Adirondack Park doesn't have the organization or protection that the national park system has. In fact, some regulars don't consider it a park at all, just "the Adirondacks." You'll only find park rangers at public campgrounds or along the hiking trails. There isn't an official visitor center, though several towns have interpretive centers at museums.

The chambers of commerce provide excellent guidebooks as does the New York State Tourist Office. Call or write the latter and you'll be deluged with color brochures complete with accommodations and prices. (Division of Tourism, One Commerce Plaza, Albany, N.Y. 12245, phone (518) 474-4416.)

Using a guidebook or map, you can plan several routes. One suggested route would be from the south, after a stop in Saratoga Springs. The nation's finest thoroughbreds run there in August on America's oldest race course, across the street from the Racing Hall of Fame. The harness track is open from April to November. Saratoga has more than 60 restaurants and as many hotels and motels.

Tourism hasn't harmed the Victorian charm along these shady streets lined with gracious homes from the days when Saratoga was strictly for the beautiful people. The mineral baths are still popular, and are right next door to the Performing Arts Center featuring symphony, ballet, theater and musical acts.
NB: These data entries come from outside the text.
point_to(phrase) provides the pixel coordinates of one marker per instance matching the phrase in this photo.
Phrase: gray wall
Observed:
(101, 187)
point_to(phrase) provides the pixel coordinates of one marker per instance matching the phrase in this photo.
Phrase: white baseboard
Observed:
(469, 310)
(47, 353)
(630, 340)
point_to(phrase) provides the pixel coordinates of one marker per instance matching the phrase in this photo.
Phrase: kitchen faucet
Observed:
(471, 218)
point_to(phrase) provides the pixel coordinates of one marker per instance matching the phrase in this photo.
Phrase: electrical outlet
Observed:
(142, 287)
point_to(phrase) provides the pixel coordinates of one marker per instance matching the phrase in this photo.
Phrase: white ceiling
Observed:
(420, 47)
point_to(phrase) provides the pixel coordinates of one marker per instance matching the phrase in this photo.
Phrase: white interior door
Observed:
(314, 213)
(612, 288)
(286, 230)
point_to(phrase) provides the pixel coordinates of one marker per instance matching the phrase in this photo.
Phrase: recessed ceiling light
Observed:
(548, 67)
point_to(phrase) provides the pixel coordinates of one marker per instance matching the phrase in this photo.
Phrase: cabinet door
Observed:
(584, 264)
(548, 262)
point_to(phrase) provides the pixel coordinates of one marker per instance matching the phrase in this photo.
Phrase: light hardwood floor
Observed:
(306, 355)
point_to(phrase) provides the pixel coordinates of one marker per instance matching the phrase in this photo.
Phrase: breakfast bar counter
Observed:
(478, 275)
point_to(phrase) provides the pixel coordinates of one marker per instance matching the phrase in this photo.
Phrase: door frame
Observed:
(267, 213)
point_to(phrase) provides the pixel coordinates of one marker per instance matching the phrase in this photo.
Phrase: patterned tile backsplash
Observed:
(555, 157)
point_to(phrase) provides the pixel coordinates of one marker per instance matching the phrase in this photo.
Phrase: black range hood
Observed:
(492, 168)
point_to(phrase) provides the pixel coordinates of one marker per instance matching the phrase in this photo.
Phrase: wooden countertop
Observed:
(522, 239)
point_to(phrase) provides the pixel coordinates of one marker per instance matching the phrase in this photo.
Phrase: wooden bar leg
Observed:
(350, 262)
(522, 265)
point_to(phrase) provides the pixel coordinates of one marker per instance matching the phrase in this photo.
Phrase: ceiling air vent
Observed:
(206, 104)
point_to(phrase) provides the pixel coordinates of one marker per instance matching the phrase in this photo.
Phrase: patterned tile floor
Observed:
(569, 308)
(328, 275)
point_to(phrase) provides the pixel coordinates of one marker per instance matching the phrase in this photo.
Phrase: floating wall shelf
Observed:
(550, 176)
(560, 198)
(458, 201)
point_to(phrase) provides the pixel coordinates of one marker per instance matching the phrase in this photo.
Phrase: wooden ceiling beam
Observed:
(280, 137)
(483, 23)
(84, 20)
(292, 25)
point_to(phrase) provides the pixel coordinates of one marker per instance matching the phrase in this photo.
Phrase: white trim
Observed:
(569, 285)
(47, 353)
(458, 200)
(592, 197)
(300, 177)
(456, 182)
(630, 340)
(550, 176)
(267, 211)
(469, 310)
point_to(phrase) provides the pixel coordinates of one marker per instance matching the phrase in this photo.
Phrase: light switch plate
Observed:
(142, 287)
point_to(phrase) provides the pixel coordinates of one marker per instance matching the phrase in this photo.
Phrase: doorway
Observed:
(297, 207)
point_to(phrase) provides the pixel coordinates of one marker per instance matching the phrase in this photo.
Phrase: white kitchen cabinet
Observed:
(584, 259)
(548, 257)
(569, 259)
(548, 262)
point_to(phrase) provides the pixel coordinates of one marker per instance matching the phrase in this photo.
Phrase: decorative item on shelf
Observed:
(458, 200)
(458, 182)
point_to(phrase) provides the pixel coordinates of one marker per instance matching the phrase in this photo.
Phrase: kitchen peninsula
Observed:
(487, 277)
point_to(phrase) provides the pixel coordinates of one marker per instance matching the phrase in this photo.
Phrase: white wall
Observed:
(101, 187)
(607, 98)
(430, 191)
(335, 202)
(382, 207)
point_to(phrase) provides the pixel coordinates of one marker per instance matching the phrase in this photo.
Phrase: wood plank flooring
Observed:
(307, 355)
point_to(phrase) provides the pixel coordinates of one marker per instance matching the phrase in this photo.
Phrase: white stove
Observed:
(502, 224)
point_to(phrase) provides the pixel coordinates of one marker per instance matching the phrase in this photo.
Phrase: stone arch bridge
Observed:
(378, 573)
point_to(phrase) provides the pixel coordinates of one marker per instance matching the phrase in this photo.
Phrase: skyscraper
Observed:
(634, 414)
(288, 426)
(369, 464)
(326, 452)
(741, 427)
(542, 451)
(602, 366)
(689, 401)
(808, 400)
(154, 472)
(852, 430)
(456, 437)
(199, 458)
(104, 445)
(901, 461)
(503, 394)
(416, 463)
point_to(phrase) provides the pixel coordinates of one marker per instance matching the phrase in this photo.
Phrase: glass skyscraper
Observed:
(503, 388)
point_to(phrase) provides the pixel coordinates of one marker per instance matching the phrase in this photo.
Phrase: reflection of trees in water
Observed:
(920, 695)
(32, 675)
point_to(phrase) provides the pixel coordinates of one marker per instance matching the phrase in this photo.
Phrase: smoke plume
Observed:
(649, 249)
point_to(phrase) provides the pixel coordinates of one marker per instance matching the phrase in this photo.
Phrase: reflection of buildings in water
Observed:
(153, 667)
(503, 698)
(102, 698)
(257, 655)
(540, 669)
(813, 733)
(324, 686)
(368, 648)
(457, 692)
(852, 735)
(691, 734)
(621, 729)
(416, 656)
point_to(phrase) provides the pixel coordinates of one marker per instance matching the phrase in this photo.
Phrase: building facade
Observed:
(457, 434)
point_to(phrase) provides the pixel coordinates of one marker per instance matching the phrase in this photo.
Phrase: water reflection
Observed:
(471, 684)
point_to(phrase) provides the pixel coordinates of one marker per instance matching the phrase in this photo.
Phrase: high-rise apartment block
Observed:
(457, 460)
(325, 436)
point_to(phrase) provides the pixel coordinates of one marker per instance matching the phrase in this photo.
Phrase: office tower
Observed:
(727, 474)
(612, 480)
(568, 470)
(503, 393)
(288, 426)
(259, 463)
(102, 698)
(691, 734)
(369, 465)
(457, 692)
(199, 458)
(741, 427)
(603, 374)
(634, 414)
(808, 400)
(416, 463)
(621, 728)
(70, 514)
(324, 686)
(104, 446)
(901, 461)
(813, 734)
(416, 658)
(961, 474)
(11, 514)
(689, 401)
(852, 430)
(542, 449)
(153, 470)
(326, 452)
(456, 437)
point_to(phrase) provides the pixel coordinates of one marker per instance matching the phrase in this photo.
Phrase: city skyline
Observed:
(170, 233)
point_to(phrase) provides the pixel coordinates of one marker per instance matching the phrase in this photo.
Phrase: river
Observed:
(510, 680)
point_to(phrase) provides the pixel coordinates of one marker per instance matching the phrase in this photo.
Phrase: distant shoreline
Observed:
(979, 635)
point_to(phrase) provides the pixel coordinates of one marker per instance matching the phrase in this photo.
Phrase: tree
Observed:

To the east lies Saratoga Battlefield in Saratoga National Historical Park, where American colonists defeated the British in September and October, 1777, and rallied the French to our side. In nearby Saratoga Springs is Saratoga Race Track.

A short drive north on Interstate 87 the incredibly scenic "Northway" takes you past Glens Falls, where Adirondack Balloon Flights offers a 45-minute ride over Lake George, the High Peaks and surrounding area. (Reservations required: (518) 793-6342, May to October, sunrise to sunset, daily.)

Ten miles north, just inside the park boundary, is the quaint village of Lake George at the tip of the 32-mile-long lake dotted with dozens of tiny islands. This is about as touristy as the Adirondacks will get. The village has 160 places to stay or eat and a Gaslight Village, Magic Forest, Animal Land, Great Escape Fun Park and Waxlife U.S.A.

Ft. William Henry is a reproduction from the French and Indian Wars, with historic relics and weapons demonstrations.

You can also rent boats, take a relaxing steamboat ride or swim at three public beaches. An evening boat ride offers a two-hour "Opera on the Lake" presentation with excerpts from the local annual festival.

Continuing by Lake George up New York 9-N, you'll soon arrive in Bolton Landing, another small town that is more an overnight stop than a fun village. Thus it's less crowded and a few dollars cheaper, though it was once called "Millionaire's Row" because of the mansions still lining the lake shore.